Which statement best captures the difference between Rawlsian justice and luck egalitarianism?
ABoth theories require equalizing resources across all members of society
BRawls deliberately avoided grounding justice in individual responsibility for choices, while luck egalitarianism holds people responsible for option luck but not brute luck
CRawls endorses redistribution based on productivity; luck egalitarianism endorses redistribution based on need
DThey are identical theories that differ only in historical origin
Rawls' difference principle focuses on maximizing the position of the worst-off group without invoking luck or individual choices at all. Luck egalitarians (like G.A. Cohen) explicitly argue that inequalities from brute luck — circumstances beyond one's control — are unjust, while inequalities from option luck (deliberate gambles) may be acceptable. Rawls rejected this luck-responsibility framing as the wrong foundation for justice.
Question 2 True / False
Libertarians such as Nozick reject distributive justice mostly, arguing no theory of distribution can be morally legitimate.
TTrue
FFalse
Answer: False
Libertarians do not reject distributive justice per se — they hold an entitlement theory in which distributions are just if they result from just acquisitions and voluntary transfers. Nozick's Wilt Chamberlain argument illustrates that a patterned redistribution (by need or equality) requires continuous interference with voluntary exchanges. Libertarians endorse a different theory of justice, not the absence of one.
Question 3 Short Answer
What does sufficientarianism claim about distributive justice, and how does it differ from strict egalitarianism?
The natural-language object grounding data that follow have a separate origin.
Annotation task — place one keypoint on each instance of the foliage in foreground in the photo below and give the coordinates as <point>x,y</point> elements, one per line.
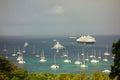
<point>115,69</point>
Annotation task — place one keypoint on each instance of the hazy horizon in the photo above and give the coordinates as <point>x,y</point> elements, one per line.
<point>59,17</point>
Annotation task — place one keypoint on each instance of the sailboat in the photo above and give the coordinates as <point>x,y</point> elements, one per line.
<point>6,53</point>
<point>42,57</point>
<point>87,59</point>
<point>58,46</point>
<point>20,58</point>
<point>25,44</point>
<point>65,54</point>
<point>14,52</point>
<point>106,52</point>
<point>54,66</point>
<point>99,57</point>
<point>94,60</point>
<point>37,55</point>
<point>67,60</point>
<point>105,59</point>
<point>78,61</point>
<point>83,65</point>
<point>33,52</point>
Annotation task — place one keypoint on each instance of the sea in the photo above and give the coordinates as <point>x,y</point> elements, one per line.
<point>33,65</point>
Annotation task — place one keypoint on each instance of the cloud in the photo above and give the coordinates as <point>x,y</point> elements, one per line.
<point>57,10</point>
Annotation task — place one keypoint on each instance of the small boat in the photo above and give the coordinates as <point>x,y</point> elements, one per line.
<point>54,66</point>
<point>6,53</point>
<point>106,52</point>
<point>21,61</point>
<point>42,57</point>
<point>57,46</point>
<point>37,55</point>
<point>105,59</point>
<point>87,59</point>
<point>25,44</point>
<point>65,54</point>
<point>83,65</point>
<point>94,60</point>
<point>67,60</point>
<point>78,61</point>
<point>86,39</point>
<point>106,71</point>
<point>33,52</point>
<point>99,57</point>
<point>14,53</point>
<point>20,58</point>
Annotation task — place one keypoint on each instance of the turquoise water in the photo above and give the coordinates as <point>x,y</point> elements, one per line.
<point>33,65</point>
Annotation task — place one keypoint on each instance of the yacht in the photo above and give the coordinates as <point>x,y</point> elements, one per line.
<point>42,57</point>
<point>54,66</point>
<point>78,60</point>
<point>57,46</point>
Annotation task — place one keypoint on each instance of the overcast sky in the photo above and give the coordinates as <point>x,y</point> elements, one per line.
<point>59,17</point>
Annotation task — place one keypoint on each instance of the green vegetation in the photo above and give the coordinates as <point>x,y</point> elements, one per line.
<point>9,71</point>
<point>115,69</point>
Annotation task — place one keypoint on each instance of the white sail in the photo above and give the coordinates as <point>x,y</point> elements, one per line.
<point>26,44</point>
<point>42,57</point>
<point>57,46</point>
<point>54,66</point>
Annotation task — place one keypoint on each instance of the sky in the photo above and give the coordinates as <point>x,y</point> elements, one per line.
<point>59,17</point>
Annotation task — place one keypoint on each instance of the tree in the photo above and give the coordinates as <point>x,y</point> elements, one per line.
<point>115,68</point>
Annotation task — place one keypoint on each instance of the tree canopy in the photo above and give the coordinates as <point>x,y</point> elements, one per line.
<point>115,69</point>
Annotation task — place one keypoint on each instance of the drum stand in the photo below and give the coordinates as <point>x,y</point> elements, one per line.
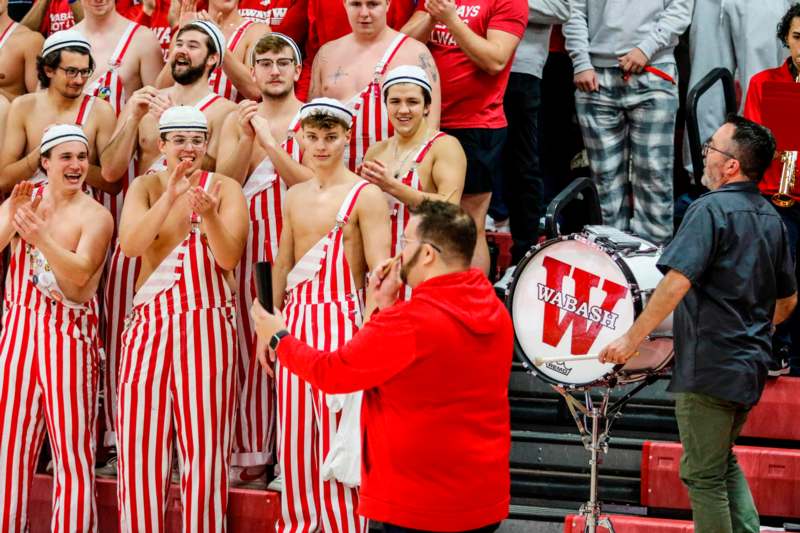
<point>594,424</point>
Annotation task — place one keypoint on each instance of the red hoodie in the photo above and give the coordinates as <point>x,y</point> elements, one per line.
<point>435,417</point>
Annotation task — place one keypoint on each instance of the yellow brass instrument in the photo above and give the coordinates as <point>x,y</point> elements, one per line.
<point>785,195</point>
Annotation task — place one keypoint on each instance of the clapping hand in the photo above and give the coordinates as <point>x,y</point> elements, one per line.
<point>27,223</point>
<point>204,203</point>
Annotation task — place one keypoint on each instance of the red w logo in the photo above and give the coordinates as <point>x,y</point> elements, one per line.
<point>586,320</point>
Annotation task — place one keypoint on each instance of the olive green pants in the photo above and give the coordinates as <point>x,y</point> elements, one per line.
<point>718,490</point>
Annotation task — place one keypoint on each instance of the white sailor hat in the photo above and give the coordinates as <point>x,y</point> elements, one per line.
<point>407,74</point>
<point>182,118</point>
<point>213,31</point>
<point>327,106</point>
<point>298,56</point>
<point>63,39</point>
<point>60,134</point>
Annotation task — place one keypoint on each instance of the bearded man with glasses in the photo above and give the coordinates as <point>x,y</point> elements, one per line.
<point>260,148</point>
<point>64,67</point>
<point>412,476</point>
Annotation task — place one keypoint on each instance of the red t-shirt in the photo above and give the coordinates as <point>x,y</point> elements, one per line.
<point>471,98</point>
<point>435,418</point>
<point>57,17</point>
<point>256,10</point>
<point>158,22</point>
<point>752,110</point>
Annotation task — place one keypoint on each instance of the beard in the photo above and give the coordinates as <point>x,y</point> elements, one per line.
<point>407,266</point>
<point>188,76</point>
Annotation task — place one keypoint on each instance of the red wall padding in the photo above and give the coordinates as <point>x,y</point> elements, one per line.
<point>632,524</point>
<point>775,415</point>
<point>248,510</point>
<point>773,475</point>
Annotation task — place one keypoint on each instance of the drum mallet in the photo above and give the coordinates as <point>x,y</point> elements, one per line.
<point>539,361</point>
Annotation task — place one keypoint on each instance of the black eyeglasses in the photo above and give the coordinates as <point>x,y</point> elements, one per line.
<point>282,63</point>
<point>707,146</point>
<point>73,72</point>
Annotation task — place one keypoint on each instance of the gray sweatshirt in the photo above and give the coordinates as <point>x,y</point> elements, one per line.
<point>533,49</point>
<point>600,31</point>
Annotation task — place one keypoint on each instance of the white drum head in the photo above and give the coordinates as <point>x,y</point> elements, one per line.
<point>570,298</point>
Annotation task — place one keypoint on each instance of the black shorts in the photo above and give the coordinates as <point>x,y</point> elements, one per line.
<point>484,150</point>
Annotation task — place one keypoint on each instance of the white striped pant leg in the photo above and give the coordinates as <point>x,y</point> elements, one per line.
<point>68,361</point>
<point>653,104</point>
<point>605,135</point>
<point>144,424</point>
<point>297,438</point>
<point>21,417</point>
<point>119,292</point>
<point>339,502</point>
<point>204,384</point>
<point>254,434</point>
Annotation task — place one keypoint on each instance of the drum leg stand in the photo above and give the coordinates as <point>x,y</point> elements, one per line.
<point>595,439</point>
<point>590,419</point>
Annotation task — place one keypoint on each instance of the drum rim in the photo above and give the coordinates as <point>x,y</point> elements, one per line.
<point>633,286</point>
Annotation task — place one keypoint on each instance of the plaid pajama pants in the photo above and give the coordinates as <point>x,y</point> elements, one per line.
<point>628,129</point>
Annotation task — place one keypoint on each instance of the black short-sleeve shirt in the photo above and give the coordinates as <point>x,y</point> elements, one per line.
<point>734,248</point>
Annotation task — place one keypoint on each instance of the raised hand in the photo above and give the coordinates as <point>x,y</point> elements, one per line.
<point>28,224</point>
<point>633,62</point>
<point>586,81</point>
<point>160,102</point>
<point>384,283</point>
<point>204,203</point>
<point>21,195</point>
<point>443,11</point>
<point>187,12</point>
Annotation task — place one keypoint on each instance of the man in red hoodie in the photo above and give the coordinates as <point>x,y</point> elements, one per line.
<point>434,371</point>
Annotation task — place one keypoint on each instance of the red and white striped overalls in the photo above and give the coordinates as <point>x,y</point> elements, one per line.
<point>255,425</point>
<point>121,275</point>
<point>48,376</point>
<point>323,309</point>
<point>371,119</point>
<point>218,81</point>
<point>178,372</point>
<point>400,213</point>
<point>7,33</point>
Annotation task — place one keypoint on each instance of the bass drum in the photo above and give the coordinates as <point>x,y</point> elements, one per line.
<point>574,294</point>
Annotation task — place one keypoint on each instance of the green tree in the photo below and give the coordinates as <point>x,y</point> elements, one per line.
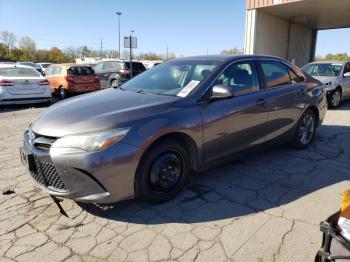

Think about your answer, then reveal below.
Model answer: Sufficientarianism holds that justice requires ensuring everyone has 'enough' — a sufficient threshold of resources or welfare — rather than equalizing shares. Inequalities above the sufficiency threshold are not necessarily unjust. Strict egalitarianism, by contrast, treats any inequality as a problem to be addressed regardless of whether everyone has enough.
Associated with Frankfurt's argument that what matters morally is having enough, not having the same as others. Sufficientarianism avoids the 'leveling-down objection' that pure egalitarianism can satisfy equality by making everyone worse off, as long as the floor is met.